Mining services business Macmahon (MAH) confirmed it was on track for $80m to $90m of earnings before interest and tax this year. As well it should. The company has $4.7bn of contracted work to perform and expects more than $1.2bn of revenue this year.
Having put out some time-consuming fires, management is now turning its attention to winning new work. A contract extension and expansion at Byerwen looks likely. An extension at Batu Hijau, the company’s largest project, also has a better chance of going ahead. This would be a big win for the company and would secure increased revenue for many more years.
Smartgroup’s (SIQ) CEO, Deven Billimoria, announced his resignation following 19 years of service. After many years of acquisitions by Smartgroup and McMillan Shakespeare (MMS), the salary packaging industry has now been consolidated and future growth is likely to be less exciting.
But, despite the departure of its well-liked CEO, Smartgroup remains attractively priced. It is hard to dislodge as a service provider and operates in a near duopoly with its rival. Performance has been solid even though new car sales have fallen for 19 consecutive months. Eventually, new car sales will turn around and the business should benefit from rising employment in the health and charity sectors over the long term.
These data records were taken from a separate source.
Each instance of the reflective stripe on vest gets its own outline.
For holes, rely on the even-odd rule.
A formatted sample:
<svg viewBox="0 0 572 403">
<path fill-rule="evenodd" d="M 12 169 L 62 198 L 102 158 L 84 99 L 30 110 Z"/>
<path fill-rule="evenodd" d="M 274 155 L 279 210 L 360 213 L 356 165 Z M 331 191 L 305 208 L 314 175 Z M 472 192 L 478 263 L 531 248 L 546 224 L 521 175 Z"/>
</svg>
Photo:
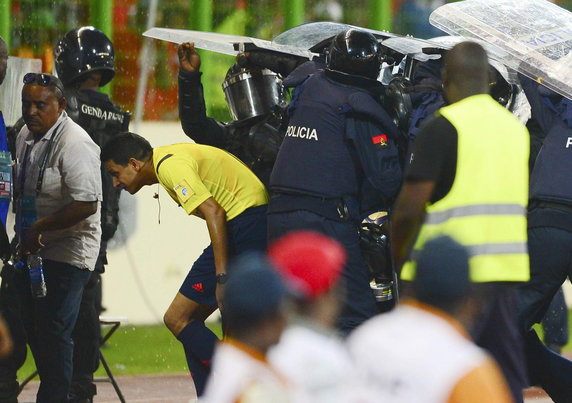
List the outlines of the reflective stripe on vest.
<svg viewBox="0 0 572 403">
<path fill-rule="evenodd" d="M 488 95 L 440 110 L 458 135 L 457 170 L 449 193 L 427 216 L 401 278 L 413 279 L 425 242 L 449 235 L 469 250 L 475 282 L 527 281 L 526 128 Z"/>
</svg>

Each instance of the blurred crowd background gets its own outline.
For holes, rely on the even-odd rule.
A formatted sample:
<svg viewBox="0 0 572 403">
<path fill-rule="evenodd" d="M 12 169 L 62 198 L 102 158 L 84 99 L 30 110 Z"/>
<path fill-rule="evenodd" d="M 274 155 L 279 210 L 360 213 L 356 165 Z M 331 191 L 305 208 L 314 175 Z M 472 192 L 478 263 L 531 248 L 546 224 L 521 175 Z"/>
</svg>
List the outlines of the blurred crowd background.
<svg viewBox="0 0 572 403">
<path fill-rule="evenodd" d="M 106 91 L 133 110 L 142 63 L 149 64 L 144 120 L 176 120 L 176 47 L 151 41 L 141 60 L 149 25 L 246 35 L 271 40 L 288 28 L 313 21 L 337 21 L 372 29 L 431 38 L 429 14 L 445 0 L 0 0 L 0 35 L 11 56 L 38 58 L 52 71 L 52 47 L 64 33 L 82 25 L 104 31 L 115 44 L 117 76 Z M 572 0 L 556 1 L 572 8 Z M 153 10 L 156 9 L 156 12 Z M 150 19 L 151 16 L 151 19 Z M 152 18 L 155 16 L 155 18 Z M 154 19 L 154 21 L 152 21 Z M 230 56 L 203 52 L 203 84 L 209 116 L 229 120 L 220 83 Z"/>
</svg>

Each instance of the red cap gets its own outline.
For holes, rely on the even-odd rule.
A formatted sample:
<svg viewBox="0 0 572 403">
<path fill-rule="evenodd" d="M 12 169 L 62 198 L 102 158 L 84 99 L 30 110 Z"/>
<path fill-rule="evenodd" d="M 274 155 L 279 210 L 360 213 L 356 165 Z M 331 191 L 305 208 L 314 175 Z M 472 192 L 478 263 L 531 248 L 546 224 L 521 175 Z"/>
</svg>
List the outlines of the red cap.
<svg viewBox="0 0 572 403">
<path fill-rule="evenodd" d="M 346 252 L 337 241 L 314 231 L 283 236 L 270 245 L 268 256 L 286 280 L 310 299 L 334 286 L 346 262 Z"/>
</svg>

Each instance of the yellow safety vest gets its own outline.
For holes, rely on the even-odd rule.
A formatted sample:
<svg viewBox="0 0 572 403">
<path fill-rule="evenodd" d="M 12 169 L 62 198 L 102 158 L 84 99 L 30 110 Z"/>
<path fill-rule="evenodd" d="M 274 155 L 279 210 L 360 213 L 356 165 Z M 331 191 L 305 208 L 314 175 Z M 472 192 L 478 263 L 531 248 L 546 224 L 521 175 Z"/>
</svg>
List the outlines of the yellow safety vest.
<svg viewBox="0 0 572 403">
<path fill-rule="evenodd" d="M 401 278 L 415 276 L 425 242 L 449 235 L 469 250 L 474 282 L 527 281 L 530 277 L 526 206 L 528 131 L 489 95 L 442 108 L 457 130 L 457 170 L 449 193 L 427 206 Z"/>
</svg>

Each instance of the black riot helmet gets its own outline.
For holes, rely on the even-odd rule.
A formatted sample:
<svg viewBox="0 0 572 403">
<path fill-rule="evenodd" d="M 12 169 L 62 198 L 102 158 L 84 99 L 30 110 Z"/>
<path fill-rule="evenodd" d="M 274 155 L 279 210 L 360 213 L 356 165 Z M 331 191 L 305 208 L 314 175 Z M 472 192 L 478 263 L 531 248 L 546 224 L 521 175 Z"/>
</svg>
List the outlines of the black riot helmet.
<svg viewBox="0 0 572 403">
<path fill-rule="evenodd" d="M 100 86 L 115 75 L 115 51 L 107 36 L 94 27 L 80 27 L 69 31 L 54 48 L 58 77 L 65 86 L 81 81 L 94 71 L 103 73 Z"/>
<path fill-rule="evenodd" d="M 328 70 L 375 80 L 381 69 L 381 45 L 369 32 L 348 29 L 332 40 L 326 65 Z"/>
</svg>

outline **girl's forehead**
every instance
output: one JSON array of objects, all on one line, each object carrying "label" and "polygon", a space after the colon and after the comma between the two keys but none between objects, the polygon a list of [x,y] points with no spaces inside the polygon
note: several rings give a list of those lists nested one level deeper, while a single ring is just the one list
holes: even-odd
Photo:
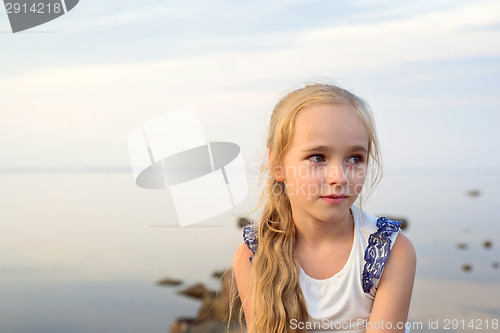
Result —
[{"label": "girl's forehead", "polygon": [[364,143],[368,145],[368,131],[358,112],[351,105],[315,105],[297,116],[292,144],[311,142],[336,145]]}]

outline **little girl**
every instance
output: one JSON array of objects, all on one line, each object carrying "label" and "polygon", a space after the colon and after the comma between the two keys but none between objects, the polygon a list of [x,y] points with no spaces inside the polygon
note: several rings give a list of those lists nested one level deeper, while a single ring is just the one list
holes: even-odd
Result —
[{"label": "little girl", "polygon": [[368,105],[306,85],[276,105],[267,148],[266,204],[233,263],[248,332],[405,332],[413,245],[401,222],[354,206],[381,175]]}]

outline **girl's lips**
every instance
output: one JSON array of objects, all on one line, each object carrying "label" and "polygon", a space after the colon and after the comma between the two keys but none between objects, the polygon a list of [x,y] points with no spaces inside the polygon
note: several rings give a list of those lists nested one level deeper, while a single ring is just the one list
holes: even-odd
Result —
[{"label": "girl's lips", "polygon": [[335,198],[335,199],[338,199],[338,198],[347,198],[347,195],[345,195],[345,194],[339,194],[339,195],[330,194],[330,195],[324,195],[324,196],[322,196],[322,198]]},{"label": "girl's lips", "polygon": [[347,200],[347,197],[321,197],[321,199],[325,200],[329,204],[338,205]]}]

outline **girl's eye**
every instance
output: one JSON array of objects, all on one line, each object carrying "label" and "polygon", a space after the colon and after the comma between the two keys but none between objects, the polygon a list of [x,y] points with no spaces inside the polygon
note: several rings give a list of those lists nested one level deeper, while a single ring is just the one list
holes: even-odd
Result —
[{"label": "girl's eye", "polygon": [[325,157],[321,154],[314,154],[309,156],[309,160],[315,163],[321,163],[325,161]]},{"label": "girl's eye", "polygon": [[354,164],[359,164],[359,163],[363,163],[363,157],[362,156],[359,156],[359,155],[354,155],[354,156],[351,156],[349,158],[350,161],[352,161],[352,163]]},{"label": "girl's eye", "polygon": [[[314,163],[323,163],[326,161],[325,156],[322,154],[311,155],[308,157],[308,159]],[[361,164],[364,162],[364,159],[363,159],[363,156],[361,156],[361,155],[354,155],[354,156],[349,157],[348,162],[353,163],[353,164]]]}]

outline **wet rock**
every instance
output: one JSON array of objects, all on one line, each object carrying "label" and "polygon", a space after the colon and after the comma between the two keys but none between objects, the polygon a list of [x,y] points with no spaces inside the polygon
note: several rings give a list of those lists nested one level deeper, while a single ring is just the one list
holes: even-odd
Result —
[{"label": "wet rock", "polygon": [[226,271],[221,277],[221,288],[215,292],[206,292],[202,298],[201,308],[198,312],[200,319],[215,319],[219,321],[237,321],[241,303],[234,304],[232,317],[229,318],[231,298],[232,270]]},{"label": "wet rock", "polygon": [[401,221],[403,222],[401,224],[401,230],[406,230],[408,229],[408,220],[403,218],[403,217],[393,217],[393,216],[387,216],[387,215],[380,215],[380,216],[385,216],[386,218],[388,218],[389,220],[395,220],[395,221]]},{"label": "wet rock", "polygon": [[[201,308],[198,310],[198,318],[202,320],[216,319],[214,300],[217,296],[215,291],[208,291],[201,298]],[[224,319],[224,318],[223,318]]]},{"label": "wet rock", "polygon": [[493,263],[493,268],[494,268],[494,269],[498,269],[498,267],[499,267],[499,264],[498,264],[497,262],[494,262],[494,263]]},{"label": "wet rock", "polygon": [[224,272],[225,271],[214,271],[212,273],[212,277],[215,278],[215,279],[222,279],[222,276],[224,275]]},{"label": "wet rock", "polygon": [[466,243],[458,243],[457,248],[459,248],[460,250],[464,250],[467,248],[467,244]]},{"label": "wet rock", "polygon": [[246,217],[240,217],[240,218],[238,219],[238,222],[237,222],[238,227],[240,227],[240,228],[244,228],[244,227],[246,227],[247,225],[250,225],[251,223],[252,223],[252,221],[250,221],[250,220],[249,220],[249,219],[247,219]]},{"label": "wet rock", "polygon": [[237,298],[237,302],[233,304],[231,318],[228,318],[231,299],[231,285],[236,286],[236,281],[234,281],[233,278],[233,270],[228,269],[221,278],[221,288],[213,302],[215,318],[218,320],[238,320],[239,309],[241,308],[239,297]]},{"label": "wet rock", "polygon": [[[220,272],[219,272],[220,273]],[[221,287],[219,291],[210,291],[201,283],[191,286],[182,294],[189,297],[201,299],[201,307],[198,318],[178,318],[172,323],[170,333],[236,333],[241,332],[239,325],[239,310],[241,302],[239,298],[233,304],[231,318],[229,318],[229,306],[231,299],[231,285],[236,284],[232,269],[221,273]],[[243,332],[246,332],[243,330]]]},{"label": "wet rock", "polygon": [[470,272],[472,270],[472,265],[471,264],[463,264],[462,265],[462,270],[464,272]]},{"label": "wet rock", "polygon": [[156,282],[156,284],[160,286],[178,286],[182,283],[180,280],[175,280],[172,278],[164,278],[161,279],[160,281]]},{"label": "wet rock", "polygon": [[[184,324],[184,323],[183,323]],[[175,330],[180,327],[180,330]],[[226,331],[227,330],[227,331]],[[245,333],[246,330],[240,330],[239,326],[235,323],[228,324],[227,322],[222,322],[218,320],[206,320],[200,321],[195,320],[186,325],[176,326],[176,322],[172,324],[170,328],[170,333]]]},{"label": "wet rock", "polygon": [[487,240],[485,240],[485,241],[483,242],[483,246],[484,246],[485,248],[487,248],[487,249],[489,249],[489,248],[491,247],[491,245],[492,245],[492,242],[491,242],[489,239],[487,239]]},{"label": "wet rock", "polygon": [[481,195],[481,192],[479,190],[468,190],[467,195],[469,197],[478,197]]},{"label": "wet rock", "polygon": [[210,291],[207,288],[205,288],[205,286],[202,283],[195,284],[191,287],[179,291],[179,293],[183,295],[198,299],[203,299],[203,297],[209,292]]},{"label": "wet rock", "polygon": [[196,322],[195,318],[177,318],[170,326],[170,333],[185,333],[190,325]]}]

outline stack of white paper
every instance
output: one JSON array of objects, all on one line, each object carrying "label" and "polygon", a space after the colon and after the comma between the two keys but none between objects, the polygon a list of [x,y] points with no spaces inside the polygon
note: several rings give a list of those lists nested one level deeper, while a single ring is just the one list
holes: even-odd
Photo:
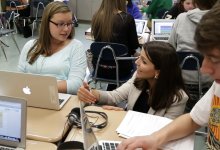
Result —
[{"label": "stack of white paper", "polygon": [[[150,135],[170,122],[172,122],[172,120],[165,117],[129,110],[116,129],[116,132],[119,136],[124,138]],[[163,146],[163,149],[193,150],[193,147],[194,135],[191,135],[180,140],[169,142]]]}]

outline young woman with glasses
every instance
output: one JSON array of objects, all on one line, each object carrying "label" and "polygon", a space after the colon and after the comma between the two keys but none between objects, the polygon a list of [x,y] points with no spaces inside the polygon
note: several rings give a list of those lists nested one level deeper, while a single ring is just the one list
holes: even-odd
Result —
[{"label": "young woman with glasses", "polygon": [[24,45],[18,70],[56,77],[59,92],[75,94],[85,77],[86,55],[83,44],[74,39],[72,18],[63,2],[48,4],[39,37]]}]

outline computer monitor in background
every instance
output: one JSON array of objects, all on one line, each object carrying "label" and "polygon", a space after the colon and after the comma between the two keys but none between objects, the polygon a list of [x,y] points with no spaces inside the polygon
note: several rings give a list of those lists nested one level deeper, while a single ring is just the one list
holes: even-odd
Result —
[{"label": "computer monitor in background", "polygon": [[155,40],[167,41],[175,19],[152,19],[152,36]]}]

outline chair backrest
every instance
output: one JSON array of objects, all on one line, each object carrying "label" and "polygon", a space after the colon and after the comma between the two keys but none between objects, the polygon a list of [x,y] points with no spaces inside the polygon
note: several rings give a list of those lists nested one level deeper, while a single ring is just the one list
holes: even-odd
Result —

Experience Co’s (EXP) new managing director presented the results of the skydiving and adventure operator’s strategic review at a well attended annual general meeting in Sydney. The company will sell its helicopter, ballooning and canyoning business, the result of an acquisition binge under old management. The retained Great Barrier Reef trip business and core skydiving operations are delivering better returns on capital, have higher barriers to entry and can grow profitably.
But there is plenty of work to do to turn around the performance of the group. Skydiving revenue fell 10% last quarter and sales from trips to the reef was 21% lower. A new chief revenue officer was appointed, as were general managers for the Great Barrier Reef and Australian skydiving divisions. Cost reductions will mean the business has a $5m tailwind into next year. With a new team and some sensible capital allocation decisions the company looks set to deliver a more profitable experience to investors.
Thorn Group (TGA), the consumer leasing and equipment finance company, is showing signs of stability after a challenging few years. Installations of leased items like fridges and washing machines have been flat in the consumer-facing Radio Rentals business, and more customers are paying their bills. But the value of future payments due from customers shrunk as leases were repaid faster than new customers were won.
Now in better shape after raising capital and revising its debt facility, the business finance segment is showing signs of growth. New financing was up to $79m from $70m last half. A new CEO, due to start in February, will have to work hard to improve the group’s return on assets to acceptable levels. He has a sturdier platform to work from.
MMA Offshore (MRM) management continued to talk of improved conditions for its offshore oil and gas vessels at the company’s annual general meeting. The company announced three new contracts with Australian producers worth $38m in total revenue.
But that won’t be enough. The company needs to start getting paid more for each day a vessel is working. While this hasn’t happened across the portfolio, rates for MMA’s specialised ships are improving. With activity returning to the space and fewer high spec vessels available to rent, the company should see day rate increases for the whole fleet over time. With a largely fixed cost base, most of the new revenue should flow through to higher profits.